ENVIRONMENTAL POLICIES FOR MOBILE SOURCES

The first initiative at European level to fight air pollution from vehicles has been undertaken in 1970 with the Directive n. 220 which established emission standards for carbon monoxide and hydrocarbons, but an important effort started in the seventies, to foster acid rain, aimed at reducing the acid components (mainly NOx), through an end-of-pipe technology as a catalytic converter. This required a different gasoline without lead compound additives which being poison for the catalyst did not allow the use of the converter. At the same time the entire propulsion system had to be modified, in some either design or/and functioning parameters.

The new gasoline, called green, actually was not really green being enriched with polycyclic aromatic hydrocarbons. In some countries (Switzerland, Austria, Germany) where the lead concentration in gasoline was firstly reduced to 0.15 g/l the concentration of benzene raised to 5 %, while in Italy the gasoline with 0.4 g/l of lead had 2% of benzene. Furthermore, the catalytic converter could not have good efficiency for several reasons, first of all for the circumstance that the temperature should reach at least 300 °C which be hardly reached by cars within a city where the distances to be covered are generally too short.

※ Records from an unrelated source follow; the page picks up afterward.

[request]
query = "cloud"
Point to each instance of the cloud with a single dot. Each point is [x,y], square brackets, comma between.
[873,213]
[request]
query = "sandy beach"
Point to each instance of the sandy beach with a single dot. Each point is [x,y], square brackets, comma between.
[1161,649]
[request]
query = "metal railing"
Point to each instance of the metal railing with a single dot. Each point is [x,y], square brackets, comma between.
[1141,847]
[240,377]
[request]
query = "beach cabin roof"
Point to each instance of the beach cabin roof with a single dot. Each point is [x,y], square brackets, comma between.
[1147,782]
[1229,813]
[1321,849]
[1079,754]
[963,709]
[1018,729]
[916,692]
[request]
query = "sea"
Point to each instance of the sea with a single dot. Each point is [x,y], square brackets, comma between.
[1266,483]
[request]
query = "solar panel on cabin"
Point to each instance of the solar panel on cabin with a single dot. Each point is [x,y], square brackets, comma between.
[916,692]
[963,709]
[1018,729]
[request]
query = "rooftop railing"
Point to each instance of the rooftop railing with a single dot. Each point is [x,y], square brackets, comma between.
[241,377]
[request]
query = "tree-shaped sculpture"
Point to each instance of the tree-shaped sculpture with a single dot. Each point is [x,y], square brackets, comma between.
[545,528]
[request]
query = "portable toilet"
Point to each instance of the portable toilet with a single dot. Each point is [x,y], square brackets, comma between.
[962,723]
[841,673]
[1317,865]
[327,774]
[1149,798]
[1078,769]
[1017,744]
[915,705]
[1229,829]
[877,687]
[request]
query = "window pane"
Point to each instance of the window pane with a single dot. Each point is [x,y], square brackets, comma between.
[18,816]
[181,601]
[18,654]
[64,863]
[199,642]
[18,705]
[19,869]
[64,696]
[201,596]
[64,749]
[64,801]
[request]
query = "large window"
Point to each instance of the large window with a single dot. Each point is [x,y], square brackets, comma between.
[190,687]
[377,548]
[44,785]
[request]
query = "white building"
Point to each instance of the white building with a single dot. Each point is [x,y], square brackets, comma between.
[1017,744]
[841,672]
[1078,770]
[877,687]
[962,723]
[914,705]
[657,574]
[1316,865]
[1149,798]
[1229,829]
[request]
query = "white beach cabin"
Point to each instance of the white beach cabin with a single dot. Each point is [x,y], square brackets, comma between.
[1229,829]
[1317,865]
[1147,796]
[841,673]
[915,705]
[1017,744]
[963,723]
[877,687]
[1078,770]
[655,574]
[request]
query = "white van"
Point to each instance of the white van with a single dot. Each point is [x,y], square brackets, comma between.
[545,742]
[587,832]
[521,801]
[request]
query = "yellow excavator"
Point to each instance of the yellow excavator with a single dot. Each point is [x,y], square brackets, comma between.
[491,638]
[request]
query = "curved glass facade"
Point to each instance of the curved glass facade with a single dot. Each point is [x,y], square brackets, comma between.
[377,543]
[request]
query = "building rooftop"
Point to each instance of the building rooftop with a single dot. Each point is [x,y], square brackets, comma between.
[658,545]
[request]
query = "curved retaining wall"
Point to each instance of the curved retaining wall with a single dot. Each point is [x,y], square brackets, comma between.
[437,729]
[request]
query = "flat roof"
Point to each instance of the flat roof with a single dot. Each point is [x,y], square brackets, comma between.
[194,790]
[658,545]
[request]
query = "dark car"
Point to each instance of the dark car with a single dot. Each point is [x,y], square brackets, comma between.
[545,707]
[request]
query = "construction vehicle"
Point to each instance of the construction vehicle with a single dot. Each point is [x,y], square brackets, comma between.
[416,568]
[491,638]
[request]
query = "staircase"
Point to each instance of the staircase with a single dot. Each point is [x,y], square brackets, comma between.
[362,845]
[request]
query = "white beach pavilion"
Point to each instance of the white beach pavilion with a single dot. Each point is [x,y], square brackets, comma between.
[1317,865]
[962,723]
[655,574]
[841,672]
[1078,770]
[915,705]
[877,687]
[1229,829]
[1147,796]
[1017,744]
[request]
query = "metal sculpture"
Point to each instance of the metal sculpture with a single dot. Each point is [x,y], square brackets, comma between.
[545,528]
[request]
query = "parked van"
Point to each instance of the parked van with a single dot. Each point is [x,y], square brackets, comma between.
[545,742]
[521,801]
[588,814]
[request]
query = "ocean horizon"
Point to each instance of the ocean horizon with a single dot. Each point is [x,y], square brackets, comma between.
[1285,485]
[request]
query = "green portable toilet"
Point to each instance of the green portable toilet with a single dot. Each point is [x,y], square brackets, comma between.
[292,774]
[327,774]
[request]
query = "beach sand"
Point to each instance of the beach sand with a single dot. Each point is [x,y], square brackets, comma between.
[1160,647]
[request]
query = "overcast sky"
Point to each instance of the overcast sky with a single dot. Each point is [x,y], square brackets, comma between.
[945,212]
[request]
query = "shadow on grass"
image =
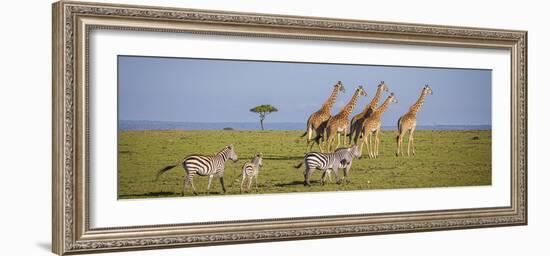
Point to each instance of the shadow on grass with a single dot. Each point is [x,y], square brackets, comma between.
[294,183]
[283,157]
[150,194]
[168,194]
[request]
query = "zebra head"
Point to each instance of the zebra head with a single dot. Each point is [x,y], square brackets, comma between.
[354,151]
[231,153]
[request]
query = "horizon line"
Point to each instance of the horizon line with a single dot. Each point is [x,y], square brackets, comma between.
[283,122]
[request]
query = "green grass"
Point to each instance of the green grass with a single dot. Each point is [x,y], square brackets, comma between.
[443,159]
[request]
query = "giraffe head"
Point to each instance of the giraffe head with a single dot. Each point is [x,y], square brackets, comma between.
[392,98]
[360,91]
[382,86]
[340,86]
[427,90]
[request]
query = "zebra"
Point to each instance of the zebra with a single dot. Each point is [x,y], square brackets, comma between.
[203,166]
[341,158]
[250,170]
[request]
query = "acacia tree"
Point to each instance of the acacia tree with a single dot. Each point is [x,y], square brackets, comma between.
[263,110]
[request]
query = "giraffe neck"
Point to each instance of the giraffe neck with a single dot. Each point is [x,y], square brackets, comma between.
[330,101]
[375,100]
[351,104]
[379,111]
[418,104]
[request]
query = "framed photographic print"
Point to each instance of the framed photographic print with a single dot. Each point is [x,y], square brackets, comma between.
[179,127]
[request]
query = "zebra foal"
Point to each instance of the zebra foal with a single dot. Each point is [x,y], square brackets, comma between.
[341,158]
[250,171]
[203,166]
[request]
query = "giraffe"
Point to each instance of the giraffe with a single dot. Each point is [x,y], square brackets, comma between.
[339,124]
[371,125]
[318,120]
[357,120]
[407,122]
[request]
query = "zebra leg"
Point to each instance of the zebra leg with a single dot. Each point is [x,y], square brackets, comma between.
[338,180]
[192,184]
[221,182]
[209,184]
[249,184]
[346,173]
[185,183]
[307,177]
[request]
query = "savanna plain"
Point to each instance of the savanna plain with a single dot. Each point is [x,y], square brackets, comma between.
[443,159]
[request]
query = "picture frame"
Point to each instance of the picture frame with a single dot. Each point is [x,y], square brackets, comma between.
[74,21]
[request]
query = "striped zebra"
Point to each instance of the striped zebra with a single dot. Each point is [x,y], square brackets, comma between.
[251,170]
[341,158]
[203,166]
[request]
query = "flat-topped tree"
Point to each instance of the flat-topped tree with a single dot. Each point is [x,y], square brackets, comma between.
[263,110]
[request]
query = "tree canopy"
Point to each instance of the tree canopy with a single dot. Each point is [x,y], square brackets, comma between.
[263,110]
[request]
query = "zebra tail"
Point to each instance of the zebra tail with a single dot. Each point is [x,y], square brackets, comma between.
[165,169]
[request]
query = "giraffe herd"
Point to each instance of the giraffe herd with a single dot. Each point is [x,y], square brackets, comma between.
[365,127]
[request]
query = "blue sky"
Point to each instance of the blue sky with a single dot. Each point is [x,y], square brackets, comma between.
[203,90]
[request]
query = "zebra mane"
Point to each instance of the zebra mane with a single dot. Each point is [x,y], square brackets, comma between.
[224,153]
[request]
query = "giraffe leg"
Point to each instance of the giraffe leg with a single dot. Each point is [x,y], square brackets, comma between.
[249,184]
[345,137]
[377,144]
[371,146]
[400,143]
[411,138]
[368,144]
[337,144]
[361,147]
[409,143]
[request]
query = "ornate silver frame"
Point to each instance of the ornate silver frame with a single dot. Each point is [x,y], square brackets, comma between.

In other words, the revolution of the green gasoline, quickened by prospects of big business rather than by environmental reasons, for which a precautionary Environmental Impact Assessment should have been useful, has been somehow a mistake. In many cities we still have high level of benzene in the air, notwithstanding the fact that the content in gasoline has been progressively lowered to the actual 1% (v/v), and the contribution of vehicles to air pollution in large cities is around 63% for NOx, while in 1980 was around 30%.

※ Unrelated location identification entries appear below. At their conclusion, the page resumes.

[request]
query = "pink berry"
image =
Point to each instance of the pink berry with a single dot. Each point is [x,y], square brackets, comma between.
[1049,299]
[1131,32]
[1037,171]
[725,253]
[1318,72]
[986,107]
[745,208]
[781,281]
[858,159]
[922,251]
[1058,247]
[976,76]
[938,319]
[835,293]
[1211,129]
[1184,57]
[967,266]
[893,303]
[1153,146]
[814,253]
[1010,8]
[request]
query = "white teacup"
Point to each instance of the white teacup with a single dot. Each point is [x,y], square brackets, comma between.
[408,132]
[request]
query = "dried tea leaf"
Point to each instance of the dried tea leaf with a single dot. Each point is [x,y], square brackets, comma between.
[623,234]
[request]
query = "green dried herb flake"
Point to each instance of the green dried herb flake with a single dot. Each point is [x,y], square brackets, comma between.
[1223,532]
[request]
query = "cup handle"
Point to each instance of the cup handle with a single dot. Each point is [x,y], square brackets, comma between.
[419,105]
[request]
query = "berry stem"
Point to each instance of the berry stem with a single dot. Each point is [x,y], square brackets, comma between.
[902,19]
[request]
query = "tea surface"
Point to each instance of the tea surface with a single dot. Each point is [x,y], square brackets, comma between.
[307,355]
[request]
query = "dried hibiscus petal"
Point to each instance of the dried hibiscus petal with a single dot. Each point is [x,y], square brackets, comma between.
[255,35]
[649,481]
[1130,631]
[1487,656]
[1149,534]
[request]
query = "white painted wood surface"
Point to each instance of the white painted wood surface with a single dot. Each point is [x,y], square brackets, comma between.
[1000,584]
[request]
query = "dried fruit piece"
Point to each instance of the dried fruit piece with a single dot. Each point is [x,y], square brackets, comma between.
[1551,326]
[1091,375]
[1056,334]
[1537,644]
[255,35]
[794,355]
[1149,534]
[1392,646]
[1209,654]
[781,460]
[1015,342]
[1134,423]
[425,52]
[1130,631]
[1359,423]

Leaving apart this unlucky start of the environment policy for mobile sources, it is important to notice that also in this field the same strategies discussed for industries are generally adopted like command and control and taxation. In particular, some environmental characteristics of fuels for Otto and Diesel engines have been very much improved and are going to be improved further, as shown in tab. 1 [15]. In Italy a limit of 40% instead of 42% for aromatic hydrocarbons has been adopted [16] and the leaded gasoline has been banished from the market. On this point it is important to underline that this choice was due not to lead compound emissions, being the urban air concentration well below the environmental standards, but to the need for the elimination of a poison for the catalyst and the adoption of a converter for all vehicles. Within 2005 the limits for aromatic compounds and sulphur will be further reduced.

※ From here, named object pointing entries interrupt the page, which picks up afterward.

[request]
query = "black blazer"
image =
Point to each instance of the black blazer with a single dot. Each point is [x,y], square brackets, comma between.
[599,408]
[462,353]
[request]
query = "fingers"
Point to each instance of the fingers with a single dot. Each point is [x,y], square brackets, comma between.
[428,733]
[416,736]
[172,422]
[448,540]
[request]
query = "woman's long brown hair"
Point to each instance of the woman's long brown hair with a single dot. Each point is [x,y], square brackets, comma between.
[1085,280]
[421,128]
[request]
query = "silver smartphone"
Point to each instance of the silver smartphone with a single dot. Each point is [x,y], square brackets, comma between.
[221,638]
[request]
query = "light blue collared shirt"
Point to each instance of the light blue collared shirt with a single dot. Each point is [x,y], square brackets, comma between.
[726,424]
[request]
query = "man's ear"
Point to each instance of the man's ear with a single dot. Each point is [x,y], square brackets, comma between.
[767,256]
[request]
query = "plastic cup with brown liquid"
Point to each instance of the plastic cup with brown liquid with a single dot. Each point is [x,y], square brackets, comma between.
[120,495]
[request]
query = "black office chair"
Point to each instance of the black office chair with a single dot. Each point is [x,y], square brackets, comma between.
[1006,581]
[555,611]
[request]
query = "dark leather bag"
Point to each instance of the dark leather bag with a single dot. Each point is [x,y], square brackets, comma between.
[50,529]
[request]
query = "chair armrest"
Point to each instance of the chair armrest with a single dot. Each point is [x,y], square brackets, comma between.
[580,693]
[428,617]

On an other side more stringent limits have been established for emissions as shown in table 2. The aim for 2010 is a reduction of 50 to 80% of the actual emissions for benzene, carbon monoxide, nitrogen oxides, particulate matter and ozone.

On its turn, taxation concerns unleaded petrol, diesel/gas oil, LPG, kerosene. There is also an annual tax in relation to cylinder volume or power. Still eco-incentives or reduced VAT may help the purchase of new cars or based on better environmental performance.

Initiatives on voluntary base are encouraged like car-pooling (three or four persons allowed to reach their workplace with one car in limited access area) and car-sharing (car shared by several persons on a pay-as-you-use base).

Of course there are several other possibilities to constrain the use of cars and improve air quality in urban environment through urban development planning, pedestrian-friendly areas, public transportation network, road pricing, parking charge, charge for buses to access in some urban areas, etc.

ENVIRONMENTAL POLICIES FOR STATIONARY COMBUSTION SOURCES

In the last four decades the generalized measures undertaken in the main cities for stationary combustion sources has been to reduce (for power plants) or prohibit (for domestic furnaces) the use of solid fuels (coal and wood), to implement liquid fuels with very low sulphur content, to create a network of gas, to improve and control the combustion efficiency.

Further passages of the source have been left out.